Me, Outside my Zone of Proximal Development

Bear with me on this one …

Yesterday was full of music for me, but I was challenged in ways that I have not been challenged for some time and it made me reflect a bit on those students of mine whom we do push and cajole to move onto unfamiliar ground and how uncomfortable the experience can be in the moment for them, but how empowering the effect can be later on as a learning experience.

I have been asked to play my saxophone for a jazz-infused service at our family church in two weeks. With a bunch of professional jazz musicians. On songs that I really don’t know. On a saxophone I have not really touched much in the past seven or eight months. I said yes, but then, as I listened to the other guys at practice yesterday, I gulped and wondered if I had done the right thing. I am way, way out of my league with these guys.
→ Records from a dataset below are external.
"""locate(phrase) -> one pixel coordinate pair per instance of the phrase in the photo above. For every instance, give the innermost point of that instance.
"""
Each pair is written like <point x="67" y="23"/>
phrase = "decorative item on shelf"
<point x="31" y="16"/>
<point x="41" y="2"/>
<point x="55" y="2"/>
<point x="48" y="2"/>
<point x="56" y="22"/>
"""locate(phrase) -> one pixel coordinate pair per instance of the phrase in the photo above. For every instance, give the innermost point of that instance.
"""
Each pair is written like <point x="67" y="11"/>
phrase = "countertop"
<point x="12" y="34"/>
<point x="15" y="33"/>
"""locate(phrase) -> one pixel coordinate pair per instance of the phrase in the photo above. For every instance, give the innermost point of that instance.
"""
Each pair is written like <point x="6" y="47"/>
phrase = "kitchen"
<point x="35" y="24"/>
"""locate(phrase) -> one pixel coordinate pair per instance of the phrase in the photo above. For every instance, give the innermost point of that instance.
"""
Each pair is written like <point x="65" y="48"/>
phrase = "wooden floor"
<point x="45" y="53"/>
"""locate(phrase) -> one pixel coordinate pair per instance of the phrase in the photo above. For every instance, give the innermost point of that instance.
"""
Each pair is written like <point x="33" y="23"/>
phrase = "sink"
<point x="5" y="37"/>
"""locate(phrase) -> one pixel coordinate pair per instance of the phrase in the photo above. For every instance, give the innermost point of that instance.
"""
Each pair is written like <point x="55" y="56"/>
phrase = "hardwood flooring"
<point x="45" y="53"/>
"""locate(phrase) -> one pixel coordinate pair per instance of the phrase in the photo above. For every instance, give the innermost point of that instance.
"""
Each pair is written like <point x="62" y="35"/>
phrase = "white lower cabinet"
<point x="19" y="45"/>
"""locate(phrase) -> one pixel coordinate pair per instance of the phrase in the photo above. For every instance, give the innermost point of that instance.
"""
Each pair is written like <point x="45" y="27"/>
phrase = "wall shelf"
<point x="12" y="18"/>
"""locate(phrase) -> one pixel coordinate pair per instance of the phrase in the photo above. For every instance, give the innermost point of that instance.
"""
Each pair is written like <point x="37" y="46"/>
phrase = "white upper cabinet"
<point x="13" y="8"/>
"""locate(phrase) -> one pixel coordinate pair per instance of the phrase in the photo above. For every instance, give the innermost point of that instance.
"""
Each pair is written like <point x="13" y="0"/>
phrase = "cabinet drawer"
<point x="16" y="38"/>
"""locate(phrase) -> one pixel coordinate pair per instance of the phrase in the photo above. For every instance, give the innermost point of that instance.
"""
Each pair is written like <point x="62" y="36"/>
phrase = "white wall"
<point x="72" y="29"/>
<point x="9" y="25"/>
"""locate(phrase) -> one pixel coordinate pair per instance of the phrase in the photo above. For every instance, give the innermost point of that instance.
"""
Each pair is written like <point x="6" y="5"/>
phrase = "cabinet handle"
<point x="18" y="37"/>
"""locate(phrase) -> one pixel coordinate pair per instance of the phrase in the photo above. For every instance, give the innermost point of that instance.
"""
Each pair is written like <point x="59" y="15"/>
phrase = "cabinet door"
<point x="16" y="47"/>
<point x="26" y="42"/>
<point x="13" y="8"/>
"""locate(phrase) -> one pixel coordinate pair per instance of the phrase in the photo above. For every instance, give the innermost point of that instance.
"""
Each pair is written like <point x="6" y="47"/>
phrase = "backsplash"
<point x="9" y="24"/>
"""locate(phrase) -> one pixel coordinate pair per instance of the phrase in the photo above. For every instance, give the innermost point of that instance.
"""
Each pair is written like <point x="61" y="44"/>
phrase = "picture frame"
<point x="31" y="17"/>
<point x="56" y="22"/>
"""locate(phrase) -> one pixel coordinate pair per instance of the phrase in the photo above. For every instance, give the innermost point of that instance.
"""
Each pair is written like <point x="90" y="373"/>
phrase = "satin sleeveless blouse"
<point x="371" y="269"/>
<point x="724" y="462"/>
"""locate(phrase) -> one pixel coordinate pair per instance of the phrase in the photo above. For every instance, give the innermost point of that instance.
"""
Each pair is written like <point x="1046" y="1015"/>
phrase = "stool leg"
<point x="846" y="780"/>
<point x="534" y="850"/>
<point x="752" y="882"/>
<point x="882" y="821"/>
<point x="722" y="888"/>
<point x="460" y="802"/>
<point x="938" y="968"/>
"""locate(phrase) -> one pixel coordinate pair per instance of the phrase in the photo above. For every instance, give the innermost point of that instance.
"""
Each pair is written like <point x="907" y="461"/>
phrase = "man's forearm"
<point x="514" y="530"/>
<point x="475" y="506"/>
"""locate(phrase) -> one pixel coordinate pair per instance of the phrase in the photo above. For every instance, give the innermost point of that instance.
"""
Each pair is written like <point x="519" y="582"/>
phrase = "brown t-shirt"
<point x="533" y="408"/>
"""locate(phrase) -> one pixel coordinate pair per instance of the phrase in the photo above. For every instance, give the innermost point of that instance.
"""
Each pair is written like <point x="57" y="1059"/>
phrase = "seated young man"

These folks play in touring bands, run music programs at colleges, they pull chords and melodies from their heads, they are immediately in sync with each other.


I was a fish out of water yesterday as we ran through the six or so songs that we will be playing, with two more to be written by the piano player “for the occasion.” They all nodded at that, but all I could think was: I sure as heck hope he writes it out for me.

I could feel my brain working overtime just to find the right notes as we played, since all of the music was in C concert key and I was on my tenor sax, which a Bb instrument. I had to transpose on the spot and then keep in time, and then take solos from time to time, and I really did not know what I was doing.

I was at the upper reaches of my Zone of Proximal Development, for sure, and they were unknowingly moving me forward. The trick for me was to keep going, to remember what I was learning so that I would not make the same mistakes the second (or third) time around, and then, now that I am home, to practice what I learned. I want to be near the Zone where these guys are, if only for this upcoming performance. I want to find a place inside this musical bubble.

Later in the day, I was with other musical friends. Now, here, I was on bass and we were practicing for the first time for a benefit concert coming up next month (more on that another day). I am not a bass player in the slightest and my fingers plodded along on the fretboard as I searched for root notes. But, like the morning jazz session, I was determined to keep up and by the end, I think I pretty much had it grooving. This was a little less stressful setting — no professional musicians in the house — but still a learning experience.

So, how does this all help me as a teacher?

My discomfort reminds me of those students who often venture into a new subject or a weak area and feel themselves grasping at straws just to keep up. Instead of swimming, they feel themselves sinking. For me, the musicians I was with in both settings yesterday were patient with me (although in my own head, I heard the invisible negative comments and I had to shush myself towards quiet) and this support allowed me to make mistakes. But I had a responsibility, too. I could not give up. My students also have to be encouraged to keep pushing forward when they run into a wall. To not give up. They need to see small steps of success to know that larger accomplishments lay around the corner. And we, as teachers, have to be there to help them swim. We can’t let them sink.

Yes, I was uncomfortable yesterday, but today, I woke up thinking of the structure and melody of Thad Jones “A Child is Born” and the bass line to “Collide” by Howie Day, and that little run on the original song performed by a former student for the concert, and the backup singing to “Fireflies” by Owl City, and how I am going to solo on “When the Saints Go Marching In” and how, darn it, I need to make time in my days ahead to practice so that I can push myself forward.

That’s called learning, right?

Peace (in the zone),

One Comment
  1. That’s called learning all right.
    And that’s you being a good teacher, making those connections, 24-7. How can we lower the stakes? Is the support of others enough to keep the students plugging away and making time for practice?